Pensé que el doctor Lofting estaba de acuerdo en esto con Mila Blehova y contesté:

—No sé lo qué quiere usted decir con ello.

—Usted no lo sabe, no. Usted no sabe nada, señor Holden. Usted ha decidido andar por la senda de la injusticia y no saber nada.

—Al contrario, debo protestar que...

—No —dijo quietamente—. Usted no debe protestar, señor Holden. Delante de mí, no. Le tengo ya demasiado calado. Veo claramente todo lo que sucede en este caso. No se puede hacer nada. Todavía no, señor Holden. Algún día se podrá hacer algo, lo sé. Y será todavía durante mi vida. Aquí hay injusticia, pero no puede subsistir. No se alegre demasiado si parece que el señor Brummer va a salir ahora como vencedor absoluto en este combate. No es verdad que sea vencedor, algún día será juzgado, algún día.

—Lo siento mucho, pero no puedo ayudarle en nada, señor doctor.
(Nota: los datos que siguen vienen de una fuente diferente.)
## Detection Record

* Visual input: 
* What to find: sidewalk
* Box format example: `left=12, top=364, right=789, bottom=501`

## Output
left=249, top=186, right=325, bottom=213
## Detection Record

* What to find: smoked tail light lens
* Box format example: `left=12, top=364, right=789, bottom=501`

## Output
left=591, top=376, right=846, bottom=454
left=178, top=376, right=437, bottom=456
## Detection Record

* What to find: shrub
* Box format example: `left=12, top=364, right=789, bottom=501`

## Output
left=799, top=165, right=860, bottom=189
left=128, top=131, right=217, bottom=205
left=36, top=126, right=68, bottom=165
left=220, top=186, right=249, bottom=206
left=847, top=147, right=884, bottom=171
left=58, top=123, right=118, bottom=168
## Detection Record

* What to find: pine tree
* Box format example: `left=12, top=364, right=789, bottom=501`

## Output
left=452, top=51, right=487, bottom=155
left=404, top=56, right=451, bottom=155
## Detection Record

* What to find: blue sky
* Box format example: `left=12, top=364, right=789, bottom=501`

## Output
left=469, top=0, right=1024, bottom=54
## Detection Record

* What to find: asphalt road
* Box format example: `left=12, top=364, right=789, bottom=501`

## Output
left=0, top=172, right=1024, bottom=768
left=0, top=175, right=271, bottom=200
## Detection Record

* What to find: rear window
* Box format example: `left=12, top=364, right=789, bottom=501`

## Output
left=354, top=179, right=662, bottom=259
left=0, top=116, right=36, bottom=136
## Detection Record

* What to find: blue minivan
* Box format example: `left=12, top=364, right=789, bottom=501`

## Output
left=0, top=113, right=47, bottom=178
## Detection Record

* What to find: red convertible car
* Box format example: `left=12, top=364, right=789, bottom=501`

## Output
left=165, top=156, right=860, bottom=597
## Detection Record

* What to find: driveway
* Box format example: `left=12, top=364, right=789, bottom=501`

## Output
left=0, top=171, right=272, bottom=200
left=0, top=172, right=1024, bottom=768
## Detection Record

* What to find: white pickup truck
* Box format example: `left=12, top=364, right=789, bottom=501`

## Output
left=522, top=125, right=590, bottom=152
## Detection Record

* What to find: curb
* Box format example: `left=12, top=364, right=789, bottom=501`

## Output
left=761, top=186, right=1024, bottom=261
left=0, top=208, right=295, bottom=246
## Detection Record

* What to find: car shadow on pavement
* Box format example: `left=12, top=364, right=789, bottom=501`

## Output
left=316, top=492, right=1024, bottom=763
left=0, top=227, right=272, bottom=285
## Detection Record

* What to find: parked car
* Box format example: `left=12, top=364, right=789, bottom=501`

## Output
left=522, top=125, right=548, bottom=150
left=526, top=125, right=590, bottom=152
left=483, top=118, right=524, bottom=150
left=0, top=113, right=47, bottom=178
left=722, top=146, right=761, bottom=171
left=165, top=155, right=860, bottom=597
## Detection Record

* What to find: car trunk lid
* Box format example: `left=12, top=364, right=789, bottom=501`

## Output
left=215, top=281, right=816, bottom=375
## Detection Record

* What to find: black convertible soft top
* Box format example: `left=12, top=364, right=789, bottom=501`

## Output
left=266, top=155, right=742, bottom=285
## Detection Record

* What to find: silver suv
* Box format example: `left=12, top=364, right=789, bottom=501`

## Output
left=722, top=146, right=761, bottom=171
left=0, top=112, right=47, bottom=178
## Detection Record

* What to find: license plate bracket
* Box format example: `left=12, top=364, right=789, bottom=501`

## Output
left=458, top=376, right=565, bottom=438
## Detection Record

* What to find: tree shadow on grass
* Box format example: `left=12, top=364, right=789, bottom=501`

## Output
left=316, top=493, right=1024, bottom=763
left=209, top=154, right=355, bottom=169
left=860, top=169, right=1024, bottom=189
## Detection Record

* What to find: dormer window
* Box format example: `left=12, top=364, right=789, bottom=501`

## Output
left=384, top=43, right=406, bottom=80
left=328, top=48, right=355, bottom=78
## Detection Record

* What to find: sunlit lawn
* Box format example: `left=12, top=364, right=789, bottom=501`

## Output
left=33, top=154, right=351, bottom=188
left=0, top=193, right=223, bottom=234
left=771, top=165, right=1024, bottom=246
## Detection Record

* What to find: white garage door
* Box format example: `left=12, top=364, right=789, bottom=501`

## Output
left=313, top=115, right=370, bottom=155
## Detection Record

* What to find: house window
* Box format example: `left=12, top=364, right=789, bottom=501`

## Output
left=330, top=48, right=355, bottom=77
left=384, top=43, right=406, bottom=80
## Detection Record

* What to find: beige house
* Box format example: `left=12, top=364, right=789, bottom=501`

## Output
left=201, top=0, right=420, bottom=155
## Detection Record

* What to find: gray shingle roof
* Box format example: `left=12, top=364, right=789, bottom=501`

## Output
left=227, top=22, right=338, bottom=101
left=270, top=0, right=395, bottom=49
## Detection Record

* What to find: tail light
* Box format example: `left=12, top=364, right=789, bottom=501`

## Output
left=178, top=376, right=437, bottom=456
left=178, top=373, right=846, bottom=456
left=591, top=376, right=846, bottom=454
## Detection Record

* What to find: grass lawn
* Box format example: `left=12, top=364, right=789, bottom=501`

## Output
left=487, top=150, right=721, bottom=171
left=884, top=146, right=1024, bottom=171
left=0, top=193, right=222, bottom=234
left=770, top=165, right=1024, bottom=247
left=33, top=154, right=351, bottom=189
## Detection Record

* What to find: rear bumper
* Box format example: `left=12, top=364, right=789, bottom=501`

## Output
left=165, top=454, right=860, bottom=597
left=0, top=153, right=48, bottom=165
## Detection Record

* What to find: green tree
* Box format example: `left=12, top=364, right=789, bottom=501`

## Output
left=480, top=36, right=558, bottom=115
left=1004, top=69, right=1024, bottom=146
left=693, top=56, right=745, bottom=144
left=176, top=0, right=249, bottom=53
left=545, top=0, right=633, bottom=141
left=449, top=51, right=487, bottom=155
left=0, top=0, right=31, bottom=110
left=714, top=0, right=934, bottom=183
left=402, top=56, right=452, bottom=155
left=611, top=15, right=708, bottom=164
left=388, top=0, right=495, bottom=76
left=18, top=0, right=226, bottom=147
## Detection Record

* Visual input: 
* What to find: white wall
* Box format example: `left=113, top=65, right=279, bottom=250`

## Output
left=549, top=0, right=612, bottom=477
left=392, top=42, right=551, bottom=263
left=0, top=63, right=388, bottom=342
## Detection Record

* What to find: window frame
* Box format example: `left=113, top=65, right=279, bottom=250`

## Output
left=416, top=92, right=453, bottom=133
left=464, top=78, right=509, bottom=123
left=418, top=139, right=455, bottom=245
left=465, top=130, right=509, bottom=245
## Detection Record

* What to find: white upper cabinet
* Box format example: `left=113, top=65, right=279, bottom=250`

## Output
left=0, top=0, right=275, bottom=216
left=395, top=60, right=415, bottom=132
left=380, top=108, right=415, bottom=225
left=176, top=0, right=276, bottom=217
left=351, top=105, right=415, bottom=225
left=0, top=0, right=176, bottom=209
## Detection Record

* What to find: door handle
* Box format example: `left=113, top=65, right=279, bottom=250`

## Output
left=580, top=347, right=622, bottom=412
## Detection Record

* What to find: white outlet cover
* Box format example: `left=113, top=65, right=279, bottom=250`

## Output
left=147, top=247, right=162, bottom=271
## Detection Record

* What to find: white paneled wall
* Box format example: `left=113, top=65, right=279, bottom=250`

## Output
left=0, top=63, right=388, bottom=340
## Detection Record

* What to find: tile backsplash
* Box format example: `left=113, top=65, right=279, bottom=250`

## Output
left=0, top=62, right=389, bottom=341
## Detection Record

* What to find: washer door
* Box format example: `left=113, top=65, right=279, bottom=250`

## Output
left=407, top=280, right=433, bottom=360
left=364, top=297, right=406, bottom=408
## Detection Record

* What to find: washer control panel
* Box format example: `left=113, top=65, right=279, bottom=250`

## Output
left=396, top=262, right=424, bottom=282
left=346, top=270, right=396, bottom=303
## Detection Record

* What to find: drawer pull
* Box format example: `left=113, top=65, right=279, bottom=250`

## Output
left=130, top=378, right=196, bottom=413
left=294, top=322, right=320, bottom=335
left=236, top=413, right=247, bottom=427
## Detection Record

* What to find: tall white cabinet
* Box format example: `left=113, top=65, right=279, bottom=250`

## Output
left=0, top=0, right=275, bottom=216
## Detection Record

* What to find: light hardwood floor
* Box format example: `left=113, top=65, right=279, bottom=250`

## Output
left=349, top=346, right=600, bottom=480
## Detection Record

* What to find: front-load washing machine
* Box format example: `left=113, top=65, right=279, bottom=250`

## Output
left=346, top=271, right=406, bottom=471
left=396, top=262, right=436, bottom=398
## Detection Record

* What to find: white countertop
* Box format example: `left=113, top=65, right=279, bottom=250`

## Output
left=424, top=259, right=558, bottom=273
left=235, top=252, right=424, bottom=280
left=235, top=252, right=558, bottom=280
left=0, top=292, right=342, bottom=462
Yo no sé nada. Y de lo que usted dice entiendo sólo la mitad.

—Usted ha estado en la cárcel...

—Me indultaron. Usted no tiene derecho alguno de reprocharme el pasado...

—No se lo reprocho. Apelo a su sentido común. No siga por el camino que acaba de pisar, por lo menos, no vaya más allá. Si usted declara, poseo bastante poder para protegerle.

—No tengo nada que declarar.

—Señor Holden, ¿qué sucedió el 22 de agosto, en el viaje a Berlín?

—Nada. Hacía calor.

—¿Qué sucedió en Berlín, una vez arrestado el señor Brummer?

—Nada. Me fui a dormir y al día siguiente regresé.

—¿Conoce usted un hombre llamado Kolb?

—No.

Me mostró la fotografía del violento sajón.

—Nunca le había visto.

—¿Quién le apaleó a usted en su habitación?

—Unos desconocidos.

—¿Por qué?

—Creían que yo tenía ciertos documentos.

—¿Qué clase de documentos?

—No lo sé.

—¿Se trataba de documentos con los cuales el señor Brummer pudiera comprometer a sus enemigos?

—No lo sé.

—¿Está dispuesto a confirmar todo esto bajo juramento?

—Naturalmente.

—Puede usted marcharse, señor Holden, usted no tiene remedio.

Me puse en pie, me incliné y fui hacia la puerta. Cuando me volví, observé cómo el juez de instrucción escondía la pálida cara en las manos blancas, con una expresión de agotamiento, de resignación y de asco, y en su despacho había oscuridad y frescor.